Figure 4 – right shows shape analysis results for the patient indicated by the green arrows in figure 3. Shape measurements show the magnitude and location of compression and expansion areas compared with the normative brain growth model. This patient displays a different pattern of shape changes, with generalized enlargement before surgery and after surgery. The brain enlargement features are normalized with surgical correction.

5. DISCUSSION

This small pilot study is one of the first ones in studying the complexity of brain structure before and after sagittal synostosis corrective surgery using advanced quantitative neuroimaging methods and MRI imaging data. While our preliminary results agree with existing craniosynostosis literature18, they have also found other interesting features happening to a small cohort of sagittal synostosis patients. Slightly enlarged CSF fluid is happening before surgery on all of these patients, and though our sample size is small, that suggests possible existing pathology in the CSF structures of the brain. The cerebrospinal fluid system is an important piece of our understanding of healthy brain development and health, and its real function and mechanisms have been recently brought up by recent discoveries19. Further studies including analyzing the shape of the lateral ventricles in craniosynostosis might be useful to elucidate the origin of the increased CSF volume. Lateral ventricle volume is grows between birth and 1 years of age, and decreases between 1 and 2 years of age, possibly due to the closure of the sutures in that period20,21. Some studies have also indicated that the structure of lateral ventricles in-utero is predictive of the shape evolution of this brain structure early in life22. With all of this in mind it seems the work presented in this manuscript sets an interesting point of discussion and justifies further, more detailed analysis.
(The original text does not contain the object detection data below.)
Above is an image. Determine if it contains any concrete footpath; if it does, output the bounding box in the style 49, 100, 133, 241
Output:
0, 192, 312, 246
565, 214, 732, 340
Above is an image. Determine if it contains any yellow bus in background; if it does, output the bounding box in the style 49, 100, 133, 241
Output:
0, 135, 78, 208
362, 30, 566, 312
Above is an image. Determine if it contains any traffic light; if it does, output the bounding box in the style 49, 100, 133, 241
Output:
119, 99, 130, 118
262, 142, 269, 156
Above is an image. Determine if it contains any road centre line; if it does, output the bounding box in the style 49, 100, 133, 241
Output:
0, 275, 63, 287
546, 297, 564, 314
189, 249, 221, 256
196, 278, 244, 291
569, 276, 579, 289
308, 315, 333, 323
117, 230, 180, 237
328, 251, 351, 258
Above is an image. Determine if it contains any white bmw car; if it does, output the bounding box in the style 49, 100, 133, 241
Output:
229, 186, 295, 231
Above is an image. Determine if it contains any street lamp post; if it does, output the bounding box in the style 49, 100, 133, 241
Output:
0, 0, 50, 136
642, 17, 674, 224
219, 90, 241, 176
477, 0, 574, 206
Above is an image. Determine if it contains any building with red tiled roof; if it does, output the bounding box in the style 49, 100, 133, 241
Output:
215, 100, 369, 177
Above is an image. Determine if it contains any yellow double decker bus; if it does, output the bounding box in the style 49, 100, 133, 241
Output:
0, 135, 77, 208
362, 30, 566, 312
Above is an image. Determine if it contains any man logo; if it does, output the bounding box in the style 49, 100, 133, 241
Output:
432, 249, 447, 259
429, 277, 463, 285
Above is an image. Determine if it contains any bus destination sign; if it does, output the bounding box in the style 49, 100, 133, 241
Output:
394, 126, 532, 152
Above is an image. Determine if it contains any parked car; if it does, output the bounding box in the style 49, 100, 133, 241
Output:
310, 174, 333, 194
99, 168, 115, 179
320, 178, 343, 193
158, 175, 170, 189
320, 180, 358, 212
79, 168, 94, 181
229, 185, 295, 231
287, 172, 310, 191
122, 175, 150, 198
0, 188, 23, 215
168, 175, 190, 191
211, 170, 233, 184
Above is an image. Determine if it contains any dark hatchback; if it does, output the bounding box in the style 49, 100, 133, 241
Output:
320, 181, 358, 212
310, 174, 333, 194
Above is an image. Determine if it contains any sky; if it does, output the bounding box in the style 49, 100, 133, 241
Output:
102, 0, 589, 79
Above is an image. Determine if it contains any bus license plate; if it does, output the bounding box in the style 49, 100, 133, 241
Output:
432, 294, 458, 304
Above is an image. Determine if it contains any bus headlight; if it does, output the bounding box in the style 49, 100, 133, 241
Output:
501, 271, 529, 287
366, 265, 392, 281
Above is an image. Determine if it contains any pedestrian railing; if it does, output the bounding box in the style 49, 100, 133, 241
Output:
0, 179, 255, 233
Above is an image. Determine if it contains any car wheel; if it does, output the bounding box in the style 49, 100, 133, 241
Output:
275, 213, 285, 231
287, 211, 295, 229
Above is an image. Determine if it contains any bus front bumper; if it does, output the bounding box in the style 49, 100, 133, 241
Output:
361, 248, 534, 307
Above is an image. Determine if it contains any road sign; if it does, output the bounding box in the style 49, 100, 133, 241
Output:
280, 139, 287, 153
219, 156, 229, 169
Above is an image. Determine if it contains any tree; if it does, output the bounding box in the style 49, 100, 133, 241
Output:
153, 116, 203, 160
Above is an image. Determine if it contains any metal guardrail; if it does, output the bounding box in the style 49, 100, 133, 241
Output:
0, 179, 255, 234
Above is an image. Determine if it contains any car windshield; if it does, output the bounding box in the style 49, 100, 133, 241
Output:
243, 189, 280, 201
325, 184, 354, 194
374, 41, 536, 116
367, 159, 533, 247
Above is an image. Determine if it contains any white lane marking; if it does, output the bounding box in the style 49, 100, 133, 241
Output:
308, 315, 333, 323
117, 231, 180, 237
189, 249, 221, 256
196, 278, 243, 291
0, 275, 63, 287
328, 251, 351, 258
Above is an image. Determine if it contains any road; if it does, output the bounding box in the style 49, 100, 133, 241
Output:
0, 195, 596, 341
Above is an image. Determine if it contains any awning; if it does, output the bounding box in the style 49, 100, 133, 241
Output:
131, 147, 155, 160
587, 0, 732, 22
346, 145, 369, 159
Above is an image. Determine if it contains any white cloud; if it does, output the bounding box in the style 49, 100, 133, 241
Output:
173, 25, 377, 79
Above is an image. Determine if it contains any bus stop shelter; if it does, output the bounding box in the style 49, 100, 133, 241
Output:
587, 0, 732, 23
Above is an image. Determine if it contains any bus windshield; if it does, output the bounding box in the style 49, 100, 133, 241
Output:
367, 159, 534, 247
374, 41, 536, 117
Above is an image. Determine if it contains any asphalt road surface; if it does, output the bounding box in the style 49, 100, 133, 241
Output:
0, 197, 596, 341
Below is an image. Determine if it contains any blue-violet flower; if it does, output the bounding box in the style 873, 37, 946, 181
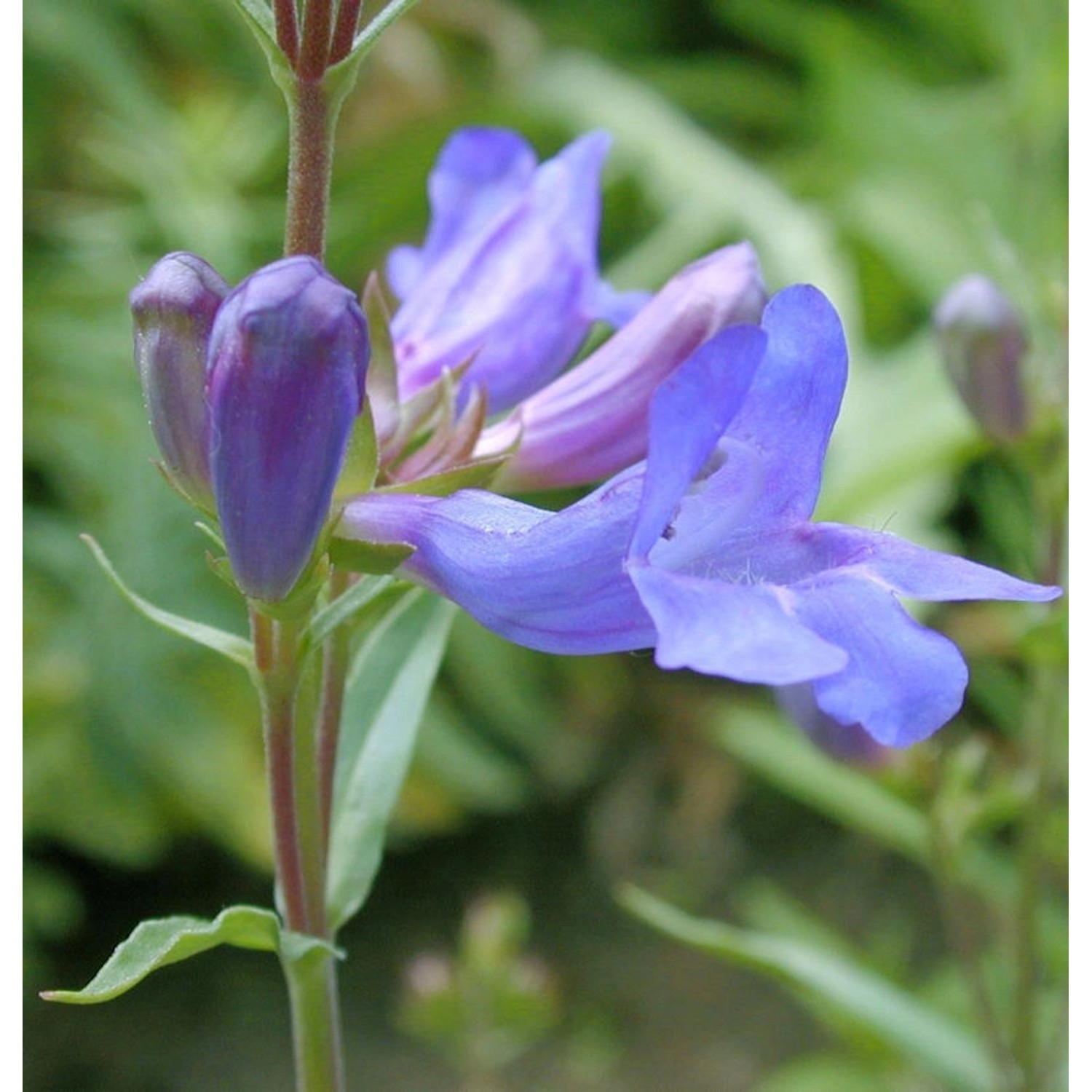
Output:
336, 285, 1061, 746
933, 273, 1031, 441
387, 129, 648, 413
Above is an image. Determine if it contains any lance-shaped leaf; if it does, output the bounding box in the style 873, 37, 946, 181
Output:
82, 535, 253, 668
327, 593, 454, 930
41, 906, 334, 1005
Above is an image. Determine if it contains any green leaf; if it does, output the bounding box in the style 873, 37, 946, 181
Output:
327, 592, 456, 930
228, 0, 292, 89
330, 539, 416, 577
342, 0, 417, 65
620, 887, 994, 1092
41, 906, 332, 1005
334, 402, 379, 505
304, 577, 395, 646
81, 535, 253, 670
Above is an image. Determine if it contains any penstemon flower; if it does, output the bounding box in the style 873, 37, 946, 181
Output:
336, 285, 1061, 746
387, 129, 648, 412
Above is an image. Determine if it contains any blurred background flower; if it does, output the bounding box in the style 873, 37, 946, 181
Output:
24, 0, 1067, 1092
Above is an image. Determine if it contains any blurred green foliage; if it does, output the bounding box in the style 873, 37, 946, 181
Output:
24, 0, 1067, 1092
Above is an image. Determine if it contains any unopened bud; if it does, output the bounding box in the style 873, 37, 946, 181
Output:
933, 274, 1030, 440
129, 253, 229, 510
207, 256, 368, 602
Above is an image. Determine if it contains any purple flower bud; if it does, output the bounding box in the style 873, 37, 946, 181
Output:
933, 274, 1030, 440
129, 253, 229, 510
207, 257, 368, 601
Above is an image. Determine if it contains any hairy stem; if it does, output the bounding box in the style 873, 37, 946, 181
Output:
250, 609, 310, 933
284, 78, 334, 261
316, 569, 349, 858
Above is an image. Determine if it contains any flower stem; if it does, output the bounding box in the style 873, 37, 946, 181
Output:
250, 609, 310, 933
250, 607, 345, 1092
282, 949, 345, 1092
316, 569, 349, 858
284, 76, 336, 261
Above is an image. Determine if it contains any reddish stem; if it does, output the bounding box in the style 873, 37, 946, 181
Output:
296, 0, 333, 80
273, 0, 299, 68
330, 0, 360, 66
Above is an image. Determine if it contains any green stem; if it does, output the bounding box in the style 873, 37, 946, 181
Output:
250, 607, 345, 1092
250, 609, 310, 933
284, 76, 336, 261
932, 815, 1017, 1090
316, 569, 349, 858
282, 949, 345, 1092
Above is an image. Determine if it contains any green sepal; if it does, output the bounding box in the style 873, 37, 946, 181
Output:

We have as well quantitatively demonstrated that head shape improves as compared with normally developing children after corrective surgery. This would not have been possible without the existence of complex methods that explore the growth in 3-dimensions of biological shapes23,24.

In conclusion this work validates the use of neuroimaging and magnetic resonance imaging to improve the current clinical knowledge about craniosynostosis. These pilot results need to be further explored in a study including a larger craniosynostosis cohort.